Outside of these exclusives (or console exclusives in some cases), there’s still a decent offering of third-party titles from mostly older releases:

The problem is that a number of launch titles have been pushed back. Games such as Destruction AllStars, Deathloop and Kena: Bridge of Spirits were all slated to be at launch or near launch but now have been pushed into 2021. There are some good entries for the holiday season, but as it stands, the launch lineup for 2020 is looking like the most lacking for any new console generation.

Backwards Compatibility

If there’s one thing Sony hasn’t exactly been dedicated towards over the last couple of generations, it has been backwards compatibility. There’s some merit to looking ahead instead of back, but when PlayStation 4 was one of the most-successful consoles ever, with over a billion games sold over the last seven years, it’s hard to deny the outpouring of gamers who want to continue to play what they’ve paid for. For Sony, their backwards compatibility methods are a step in the right direction. The vast majority of games from the PlayStation 4 are available to play on the PS5, and with the internal SSD, they will reduce load times by a decent margin, ranging from 2% to 50%. The graphical fidelity, from what we can tell, hasn’t really changed unless the developer release a patch for the game. Fortunately, in terms of performance, games will run and play like they did on the PS4, with many of them actually improving in framerate thanks to Sony’s Boost Mode. Having the ability to move your massive catalog of games to a newer, quieter system is what we had hoped for.

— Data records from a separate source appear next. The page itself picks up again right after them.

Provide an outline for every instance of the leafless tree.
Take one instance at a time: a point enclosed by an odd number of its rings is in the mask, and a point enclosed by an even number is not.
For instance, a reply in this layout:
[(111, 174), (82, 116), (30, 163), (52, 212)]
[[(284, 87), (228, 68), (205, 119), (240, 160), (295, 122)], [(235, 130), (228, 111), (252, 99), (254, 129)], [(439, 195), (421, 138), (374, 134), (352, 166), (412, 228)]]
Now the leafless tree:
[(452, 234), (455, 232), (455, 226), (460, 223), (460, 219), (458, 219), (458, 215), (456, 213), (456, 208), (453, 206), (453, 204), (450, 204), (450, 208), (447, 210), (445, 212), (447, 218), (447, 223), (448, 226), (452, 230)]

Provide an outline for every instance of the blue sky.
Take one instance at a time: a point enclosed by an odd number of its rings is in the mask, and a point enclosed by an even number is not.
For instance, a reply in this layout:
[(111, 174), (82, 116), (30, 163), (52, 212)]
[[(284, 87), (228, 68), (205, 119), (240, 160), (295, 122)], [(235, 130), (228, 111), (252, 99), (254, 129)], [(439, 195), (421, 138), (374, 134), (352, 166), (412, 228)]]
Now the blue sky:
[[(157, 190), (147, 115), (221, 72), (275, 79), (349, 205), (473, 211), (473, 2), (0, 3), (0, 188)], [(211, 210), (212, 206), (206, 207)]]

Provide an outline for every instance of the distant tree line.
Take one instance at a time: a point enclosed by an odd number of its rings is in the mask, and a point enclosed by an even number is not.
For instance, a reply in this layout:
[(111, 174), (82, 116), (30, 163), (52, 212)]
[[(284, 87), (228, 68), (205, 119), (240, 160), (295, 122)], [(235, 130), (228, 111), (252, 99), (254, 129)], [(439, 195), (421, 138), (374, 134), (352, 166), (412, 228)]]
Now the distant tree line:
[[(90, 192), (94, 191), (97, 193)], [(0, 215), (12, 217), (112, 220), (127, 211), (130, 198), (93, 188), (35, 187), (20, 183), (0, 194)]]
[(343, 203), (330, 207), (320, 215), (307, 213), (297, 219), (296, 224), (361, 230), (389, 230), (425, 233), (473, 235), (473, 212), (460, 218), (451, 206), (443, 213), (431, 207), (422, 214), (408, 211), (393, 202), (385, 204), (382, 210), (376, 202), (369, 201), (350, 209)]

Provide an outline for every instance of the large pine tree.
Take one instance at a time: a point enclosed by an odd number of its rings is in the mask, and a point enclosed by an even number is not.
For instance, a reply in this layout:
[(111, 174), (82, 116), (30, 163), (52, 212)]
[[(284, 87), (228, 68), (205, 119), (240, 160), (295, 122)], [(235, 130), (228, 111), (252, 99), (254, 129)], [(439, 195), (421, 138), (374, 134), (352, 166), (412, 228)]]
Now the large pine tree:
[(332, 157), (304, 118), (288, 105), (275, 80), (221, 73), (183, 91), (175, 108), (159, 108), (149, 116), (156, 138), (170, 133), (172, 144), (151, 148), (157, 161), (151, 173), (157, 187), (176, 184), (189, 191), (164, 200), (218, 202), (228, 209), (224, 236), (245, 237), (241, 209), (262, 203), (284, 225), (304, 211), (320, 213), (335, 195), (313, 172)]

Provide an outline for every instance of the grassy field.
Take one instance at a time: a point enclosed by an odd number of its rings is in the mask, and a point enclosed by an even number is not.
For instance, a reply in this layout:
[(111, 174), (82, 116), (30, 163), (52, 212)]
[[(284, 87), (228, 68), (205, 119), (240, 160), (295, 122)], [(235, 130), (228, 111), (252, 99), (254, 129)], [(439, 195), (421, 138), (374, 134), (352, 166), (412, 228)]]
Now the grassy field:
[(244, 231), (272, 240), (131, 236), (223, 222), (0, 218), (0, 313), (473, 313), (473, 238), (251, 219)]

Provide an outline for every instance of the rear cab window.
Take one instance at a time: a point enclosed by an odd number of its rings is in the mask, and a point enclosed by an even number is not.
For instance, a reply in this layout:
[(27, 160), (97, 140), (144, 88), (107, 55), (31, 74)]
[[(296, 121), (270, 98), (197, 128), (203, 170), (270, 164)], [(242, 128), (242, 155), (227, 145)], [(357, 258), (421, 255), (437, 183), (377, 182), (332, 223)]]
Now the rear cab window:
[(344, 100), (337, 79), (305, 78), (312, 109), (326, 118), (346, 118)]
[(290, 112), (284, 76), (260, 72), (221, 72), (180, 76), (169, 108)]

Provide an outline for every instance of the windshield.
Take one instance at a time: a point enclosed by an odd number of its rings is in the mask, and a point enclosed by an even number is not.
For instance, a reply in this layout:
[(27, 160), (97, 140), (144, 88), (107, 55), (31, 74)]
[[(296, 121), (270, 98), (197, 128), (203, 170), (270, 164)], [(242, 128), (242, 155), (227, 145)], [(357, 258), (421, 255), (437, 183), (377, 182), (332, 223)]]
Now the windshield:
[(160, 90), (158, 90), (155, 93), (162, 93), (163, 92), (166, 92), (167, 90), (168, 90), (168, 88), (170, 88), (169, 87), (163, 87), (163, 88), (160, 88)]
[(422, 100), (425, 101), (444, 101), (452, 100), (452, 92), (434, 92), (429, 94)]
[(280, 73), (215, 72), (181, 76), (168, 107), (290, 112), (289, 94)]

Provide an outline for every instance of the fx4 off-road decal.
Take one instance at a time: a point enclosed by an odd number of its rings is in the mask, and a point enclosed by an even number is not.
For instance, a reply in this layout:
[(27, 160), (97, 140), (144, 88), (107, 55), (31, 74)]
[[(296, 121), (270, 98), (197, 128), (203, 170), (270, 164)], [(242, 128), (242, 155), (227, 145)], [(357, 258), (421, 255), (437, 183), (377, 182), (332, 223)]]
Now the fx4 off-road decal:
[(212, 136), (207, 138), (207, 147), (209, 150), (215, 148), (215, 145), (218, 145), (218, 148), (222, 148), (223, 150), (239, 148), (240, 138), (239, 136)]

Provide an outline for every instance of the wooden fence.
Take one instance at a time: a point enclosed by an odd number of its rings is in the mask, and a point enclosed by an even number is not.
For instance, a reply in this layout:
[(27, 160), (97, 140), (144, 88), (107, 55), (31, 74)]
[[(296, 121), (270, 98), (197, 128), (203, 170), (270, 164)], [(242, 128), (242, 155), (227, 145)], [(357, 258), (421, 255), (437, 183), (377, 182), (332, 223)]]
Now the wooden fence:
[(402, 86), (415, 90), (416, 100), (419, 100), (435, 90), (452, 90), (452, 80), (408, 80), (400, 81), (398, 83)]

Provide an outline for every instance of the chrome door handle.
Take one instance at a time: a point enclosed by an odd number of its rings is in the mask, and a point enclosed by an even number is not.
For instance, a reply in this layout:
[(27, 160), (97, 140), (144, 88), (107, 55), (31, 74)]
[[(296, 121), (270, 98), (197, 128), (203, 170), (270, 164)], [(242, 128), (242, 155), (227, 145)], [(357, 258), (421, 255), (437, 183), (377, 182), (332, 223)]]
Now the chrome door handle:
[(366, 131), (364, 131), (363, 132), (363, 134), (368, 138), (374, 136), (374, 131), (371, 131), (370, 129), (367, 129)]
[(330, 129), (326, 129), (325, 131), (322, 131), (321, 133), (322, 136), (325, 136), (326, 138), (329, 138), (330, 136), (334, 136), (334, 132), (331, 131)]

Similar to how Xbox is aided by Gamepass, Sony has their own offering to keep users gaming. Their PlayStation Plus Collection is a solid addition to the PlayStation 5 catalogue, allowing existing PS+ users to immediately get access to an additional number of games on their new console. A number of these games are even enhanced on the PlayStation 5, with games such as God of War running a little smoother and Days Gone supporting a dynamic 4K resolution running at 60fps, which is easily the best way to experience the zombie open shooter. This is a step in the right direction for Sony as it partially deflects the lack of exclusives, ensuring you’ll have a bunch of games to experience or re-experience until early to mid next year.


Closing Comments:

The PlayStation 5 is the console to get this holiday season if you’re looking to specifically play Demon’s Souls. The problem stems from a lack of games, and while it has them, most can be played on the PlayStation 4 as well. While they offer better fidelity, such as Spider-Man: Miles Morales having raytracing and 60fps modes, the number of true exclusives is minuscule. Astro’s Playground is a surprisingly enjoyable piece of software that’s included with the console, giving you a good idea of what the heavily-evolved controller is capable of. The backwards compatibility is really well done as some games have received framerate boosts, and with the load times are slightly lessened, any other improvements will be solely in the hands of the publishers through updates. With that said, we’re just thankful the vast majority of games from the PlayStation 4 do transfer over, as running them on a quieter and faster machine is without doubt the preferred way to play them. That’s not to mention the DualSense is one of the most evolutionary devices the PlayStation 5 offers, something that pushes the boundaries of what a controller can do.

Obviously we’re only at the beginning of the PlayStation 5’s life, but even then, it’s a lacking launch in comparison to the past. The system has more of a next-gen feel than its competition, with an improved user interface, an evolutionary controller and actual exclusives – as few as they may be, but whether or not it’s a must-have item is solely dependent on your passion for the brand. The PlayStation 5 is the console with the most promise, with the few games that demonstrate the next-gen features truly getting us excited for 2021 and beyond.